REG smells success

Biofuels maker expands to add ingredients for perfumes, detergents, shampoos

/wp-content/uploads/2022/11/BR_web_311x311.jpeg

REG, the Ames-based company that spun off of a biofuels venture at West Central Cooperative in Ralston, has its eyes on much more than biodiesel now. 

The company wants to use natural feedstocks to produce high-value chemicals that can be used in perfumes, as lubricants and in advanced biofuels, for example. The venture will expand on the company’s use of soy oil, animal fat, used cooking oil and inedible corn oil to make biodiesel. REG is the nation’s top producer of biodiesel and also makes a bio heating oil.

REG has had a lot of reason to watch the news lately. The U.S. Environmental Protection Agency in May set new targets for the amount of biofuels that refiners must blend into the nation’s gasoline supply. The requirements are less than than the biofuels industry wanted, but more than the EPA had proposed earlier.

In general, company President and CEO Daniel Oh liked what he saw. 

“It provides enhanced demand for our industry,” Oh said. “We have demand and a need, but the government is calling for more because of air quality benefits and rural economic development.”

“It made it very clear that biomass-based diesel is something our country is going to depend on for a long time,” Oh added.

REG’s stock price rose sharply on the news, hitting its highest level since last September. 

The news was worse at the Statehouse, where the Iowa Legislature failed to pass a tax-credit  package for a renewable chemical production tax credit that was one of the Iowa Economic Development Authority’s top priorities for the session. The legislation passed a committee in the Senate, but leaders didn’t bring it to the floor for a vote. Insiders say the bill got tangled in the politics surrounding education funding.

“It’s good for the state to produce materials for use in products, but also to harvest the intellectual property,” Oh said. He still supports the tax credits.

While the company has moved to diversify its product line, it also has made some strategic buys.

REG paid $61.5 million in 2014 for LS9 of San Francisco, which uses genetically modified E. coli bacteria to produce a variety of chemicals for use in detergents, shampoos and fuels. Oh sees this field as another promising growth market for REG.

Also last year, the company paid $20.9 million, in new shares, to take a 69 percent equity position in Germany-based Petrotec AG, and paid $15.4 million for IC Green Energy’s loan to Petrotec. REG made an offer for all Petrotec shares, and now owns 85 percent of the company.

About the same time, REG reopened a plant it bought in Geismar, La., in June. That facility  makes renewable hydrocarbon diesel from fats and oils. The plant closed after an April fire that injured workers and is expected to reopen in the third quarter. Oh said the investigation continues and the employees are recovering.

In the center of all this is Oh, who worked in pharma for four years. He considers himself a businessman. “I’m not a science guy,” he said. 

He is, however, immersed in a world driven by science, and excited about it. Oh gives a reporter and photographer a tour of a sprawling Ames complex that is expanding. Samples of various products are displayed in places, and displays in the halls describe what the company does. His excitement about the company’s growth, and move into renewable chemicals, shows.
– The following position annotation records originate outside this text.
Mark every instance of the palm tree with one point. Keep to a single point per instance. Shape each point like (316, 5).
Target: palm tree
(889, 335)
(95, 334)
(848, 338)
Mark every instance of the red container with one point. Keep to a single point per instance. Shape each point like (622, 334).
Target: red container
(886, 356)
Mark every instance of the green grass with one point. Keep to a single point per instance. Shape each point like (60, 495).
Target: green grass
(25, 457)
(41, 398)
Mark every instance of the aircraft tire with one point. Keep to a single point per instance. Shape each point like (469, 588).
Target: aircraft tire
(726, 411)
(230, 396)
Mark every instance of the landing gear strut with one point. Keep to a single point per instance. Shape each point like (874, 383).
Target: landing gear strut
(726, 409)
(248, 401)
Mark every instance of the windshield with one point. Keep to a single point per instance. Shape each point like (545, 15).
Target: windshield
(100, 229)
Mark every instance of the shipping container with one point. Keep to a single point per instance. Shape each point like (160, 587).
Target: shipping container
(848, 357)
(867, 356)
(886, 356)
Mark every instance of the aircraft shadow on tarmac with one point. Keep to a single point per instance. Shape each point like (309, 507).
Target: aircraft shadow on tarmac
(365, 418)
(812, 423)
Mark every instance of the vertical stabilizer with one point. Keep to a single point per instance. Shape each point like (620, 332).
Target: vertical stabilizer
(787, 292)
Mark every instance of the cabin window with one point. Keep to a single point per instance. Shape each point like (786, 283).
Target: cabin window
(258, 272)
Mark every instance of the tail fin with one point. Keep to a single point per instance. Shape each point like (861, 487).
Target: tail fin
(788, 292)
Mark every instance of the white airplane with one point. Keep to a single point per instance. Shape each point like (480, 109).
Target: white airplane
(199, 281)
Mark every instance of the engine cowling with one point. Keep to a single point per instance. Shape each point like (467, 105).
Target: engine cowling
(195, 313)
“Our company is a fusion of ag and chemical technologies, and life sciences,” Oh said. “Renewable chemicals are very important strategically to us. They are coming, but there are factors that will determine if they come quickly or slowly.”

REG has Iowa plants in Newton, Mason City and Ames. In all, the company employs 500 people, with 200 of them in Ames. The company gets raw materials from 200 suppliers.

When REG started, it looked into making a graffiti remover, but then moved into the biodiesel market. Now, it considers products ranging from perfume ingredients to lubricants, jet fuel and fuel oil. “We may even get into water treatment,” Oh said. 

Some of the fats, perfume ingredients and other chemicals could be sold to customers in Central America, South America and eastern Asia, Oh said. Biofuels will continue to have strong demand in North America and Europe, he added.

We’ll see 10 years of growth in biofuels at least,” Oh said. 

REG has arranged for 12,000 more square feet in Ames, and is spending $1 million a month on research and development.

The company is very much a community player, too. REG is in Ames largely because of the presence of Iowa State University and its researchers, and Oh is on the MBA advisory committee at ISU. This summer, REG arranged for 35 interns in the hopes of grooming future employees. “We are trying to plant seeds,” Oh said. “For us, this is the best way to recruit.”

“We have the same workforce issues that every other company in Central Iowa has. The more specialized, the more you have to look.”